In this case, the boat can sometimes be replaced with a cis-boat with tail on fishhook. (The fishhook can be replaced with a snake, aircraft carrier, or other possibilities.)
In order to recover properly, the catalyst requires a spark to turn the hook with tail back into a boat with tail. This spark can come in one of two positions (marked in white).
A spark in a third position will cause the necessary cell to be born, but it will also cause another cell to be born that shouldn't be born, causing the catalyst to be destroyed.
If this spark appears with the replacement catalyst, then it will also appear with the boat, so determining whether or not a boat can be replaced with that catalyst is not guesswork. (The relevant cell is shown in red/white.)
Some other objects can also perform the snake-type catalysis and have better clearance in certain directions. Typically, for most situations where a solution exists, using a fishhook in at least one of two ways will suffice. For example, in this composite conduit, the snake from one of the constituent elementary conduits is too close to a fishhook from the other constituent elementary conduit, causing the snake to interact with the fishhook's recovering state when it shouldn't.
Replacing the snake with a fishhook, which has better clearance in a certain direction, makes the composite conduit work.
Also, if the chaos does not completely clear the snake after the snake-type catalysis, the snake can sometimes be replaced by another catalyst that can recover.

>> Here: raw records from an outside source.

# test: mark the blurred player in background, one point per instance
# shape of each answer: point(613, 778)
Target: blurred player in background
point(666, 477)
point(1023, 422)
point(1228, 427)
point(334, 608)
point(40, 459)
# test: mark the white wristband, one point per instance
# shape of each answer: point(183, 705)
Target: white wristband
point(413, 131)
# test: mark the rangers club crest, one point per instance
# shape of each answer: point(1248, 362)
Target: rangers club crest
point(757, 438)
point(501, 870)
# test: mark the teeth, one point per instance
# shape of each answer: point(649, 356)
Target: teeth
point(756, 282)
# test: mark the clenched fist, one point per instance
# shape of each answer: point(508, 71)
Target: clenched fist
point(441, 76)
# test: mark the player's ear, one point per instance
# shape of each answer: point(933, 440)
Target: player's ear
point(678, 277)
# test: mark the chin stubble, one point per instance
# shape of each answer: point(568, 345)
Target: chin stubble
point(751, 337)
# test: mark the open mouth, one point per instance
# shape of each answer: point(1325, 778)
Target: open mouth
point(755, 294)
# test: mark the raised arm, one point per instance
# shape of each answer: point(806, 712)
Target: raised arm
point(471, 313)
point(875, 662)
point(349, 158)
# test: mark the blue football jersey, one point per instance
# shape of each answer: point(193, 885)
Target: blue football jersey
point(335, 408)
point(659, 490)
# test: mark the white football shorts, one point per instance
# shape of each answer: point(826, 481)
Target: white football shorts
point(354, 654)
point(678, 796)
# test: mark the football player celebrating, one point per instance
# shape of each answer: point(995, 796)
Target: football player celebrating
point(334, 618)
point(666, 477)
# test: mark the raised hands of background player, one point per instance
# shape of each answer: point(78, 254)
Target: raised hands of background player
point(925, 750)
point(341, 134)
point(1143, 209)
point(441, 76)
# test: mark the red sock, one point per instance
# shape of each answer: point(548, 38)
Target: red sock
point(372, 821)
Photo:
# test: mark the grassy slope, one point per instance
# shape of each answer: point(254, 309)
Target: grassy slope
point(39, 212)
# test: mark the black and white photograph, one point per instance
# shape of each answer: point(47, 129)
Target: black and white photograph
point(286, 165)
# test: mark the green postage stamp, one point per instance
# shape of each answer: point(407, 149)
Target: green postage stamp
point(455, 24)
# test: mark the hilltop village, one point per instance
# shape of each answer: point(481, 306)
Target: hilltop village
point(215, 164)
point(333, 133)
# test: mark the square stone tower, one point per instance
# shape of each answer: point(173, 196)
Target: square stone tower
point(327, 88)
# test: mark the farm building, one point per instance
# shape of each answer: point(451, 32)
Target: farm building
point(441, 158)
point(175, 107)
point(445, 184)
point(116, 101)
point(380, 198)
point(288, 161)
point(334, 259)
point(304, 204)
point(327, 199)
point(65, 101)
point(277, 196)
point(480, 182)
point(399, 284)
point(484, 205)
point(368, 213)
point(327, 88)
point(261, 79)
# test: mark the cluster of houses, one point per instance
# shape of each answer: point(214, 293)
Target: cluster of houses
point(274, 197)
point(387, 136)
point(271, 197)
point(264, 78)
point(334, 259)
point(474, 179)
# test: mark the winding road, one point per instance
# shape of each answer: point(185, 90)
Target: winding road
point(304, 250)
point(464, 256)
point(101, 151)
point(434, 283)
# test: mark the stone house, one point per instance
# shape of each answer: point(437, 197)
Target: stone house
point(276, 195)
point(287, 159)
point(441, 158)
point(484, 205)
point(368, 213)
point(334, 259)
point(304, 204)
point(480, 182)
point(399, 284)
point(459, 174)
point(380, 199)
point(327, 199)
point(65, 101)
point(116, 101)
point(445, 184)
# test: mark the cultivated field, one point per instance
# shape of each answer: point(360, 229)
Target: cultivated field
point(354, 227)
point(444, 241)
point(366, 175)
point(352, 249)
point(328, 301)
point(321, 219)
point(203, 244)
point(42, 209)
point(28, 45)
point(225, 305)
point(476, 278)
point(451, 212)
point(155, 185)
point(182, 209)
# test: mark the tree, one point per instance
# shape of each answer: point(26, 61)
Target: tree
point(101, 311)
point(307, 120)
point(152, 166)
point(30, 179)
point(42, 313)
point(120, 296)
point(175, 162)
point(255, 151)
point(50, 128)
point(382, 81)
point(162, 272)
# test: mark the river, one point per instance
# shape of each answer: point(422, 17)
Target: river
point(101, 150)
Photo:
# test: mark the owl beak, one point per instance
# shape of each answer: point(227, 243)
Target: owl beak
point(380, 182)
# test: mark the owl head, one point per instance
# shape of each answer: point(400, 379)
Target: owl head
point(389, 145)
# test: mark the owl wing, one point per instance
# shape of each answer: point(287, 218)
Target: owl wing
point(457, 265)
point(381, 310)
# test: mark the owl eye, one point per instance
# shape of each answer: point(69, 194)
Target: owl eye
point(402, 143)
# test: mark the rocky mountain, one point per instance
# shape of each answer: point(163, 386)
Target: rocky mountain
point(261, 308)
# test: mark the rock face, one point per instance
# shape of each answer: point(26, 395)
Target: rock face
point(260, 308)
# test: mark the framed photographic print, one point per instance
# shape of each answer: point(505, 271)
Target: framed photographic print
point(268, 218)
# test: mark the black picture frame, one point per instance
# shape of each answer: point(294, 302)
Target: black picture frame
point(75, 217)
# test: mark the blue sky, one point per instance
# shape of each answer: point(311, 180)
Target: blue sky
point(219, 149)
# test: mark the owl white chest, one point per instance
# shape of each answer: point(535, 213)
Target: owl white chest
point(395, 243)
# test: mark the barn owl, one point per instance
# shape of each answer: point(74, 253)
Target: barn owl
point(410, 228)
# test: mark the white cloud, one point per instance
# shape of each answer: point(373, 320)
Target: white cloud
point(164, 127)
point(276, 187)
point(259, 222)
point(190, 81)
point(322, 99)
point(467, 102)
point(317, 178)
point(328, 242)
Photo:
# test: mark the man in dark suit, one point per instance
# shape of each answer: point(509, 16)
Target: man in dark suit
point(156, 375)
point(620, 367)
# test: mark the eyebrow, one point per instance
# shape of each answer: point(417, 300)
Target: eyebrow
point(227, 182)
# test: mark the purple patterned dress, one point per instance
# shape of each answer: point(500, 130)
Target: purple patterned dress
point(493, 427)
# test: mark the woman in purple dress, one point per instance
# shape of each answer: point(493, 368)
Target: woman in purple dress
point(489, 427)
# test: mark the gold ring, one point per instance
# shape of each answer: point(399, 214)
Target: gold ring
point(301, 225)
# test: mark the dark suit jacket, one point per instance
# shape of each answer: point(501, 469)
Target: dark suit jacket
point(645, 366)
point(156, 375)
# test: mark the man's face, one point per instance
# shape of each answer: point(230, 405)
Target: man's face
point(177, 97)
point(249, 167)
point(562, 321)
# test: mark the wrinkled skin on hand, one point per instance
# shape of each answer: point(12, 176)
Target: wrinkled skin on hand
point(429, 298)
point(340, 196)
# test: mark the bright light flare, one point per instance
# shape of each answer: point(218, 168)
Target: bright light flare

Typically, conduits that rely on sparkers are not as useful because they do not work with every input timing. However, there is one exception: When the sparker is only required for cleanup. For example, consider this partial century-to-glider conduit:
The century leaves a block which, although on the edge of the reaction envelope, cannot be deleted by stable catalysts due to the specific manner in which it is placed. However, it can be deleted by a dot sparker, such as a (period-six) unix.
The only reason why sparkers are discouraged is because they typically cause the conduit to only work at certain timings. Because this conduit can work at any timing, it can be used as a stable conduit.
In addition, if one has exhausted all possibilities of supporting a conduit with stable catalysts, then (and only then) may one try to use sparkers. For example, the following reaction results in the pi with the best clearance of any reaction known:
Unfortunately, it leaves behind a blinker that cannot be deleted with stable catalysts and that causes the conduit to fail on future uses.
When (and only when) one cannot find a stable stabilization, one may use a sparker, as working at some timings is better than working at no timings.
However, this is suboptimal because it does not work at most timings, so this should only be used as a means of last resort; one should not rely on or come in planning to use sparkers.
If one does use sparkers in a manner that prevents the conduit from working at all timings, lower-period sparkers are better because they work at a greater fraction of timings.
- The eater 3 is composed of another catalyst plus a loaf, but because the catalyst without the loaf doesn't have good clearance, it is not important as a catalyst by itself.
- However, as will be described later, placing a fishhook in order to identify a potential replacement catalyst from exactly how the fishhook fails is acceptable, although if one already knows that the fishhook will fail before placing one, one might be able to determine the appropriate replacement catalyst without trying a fishhook.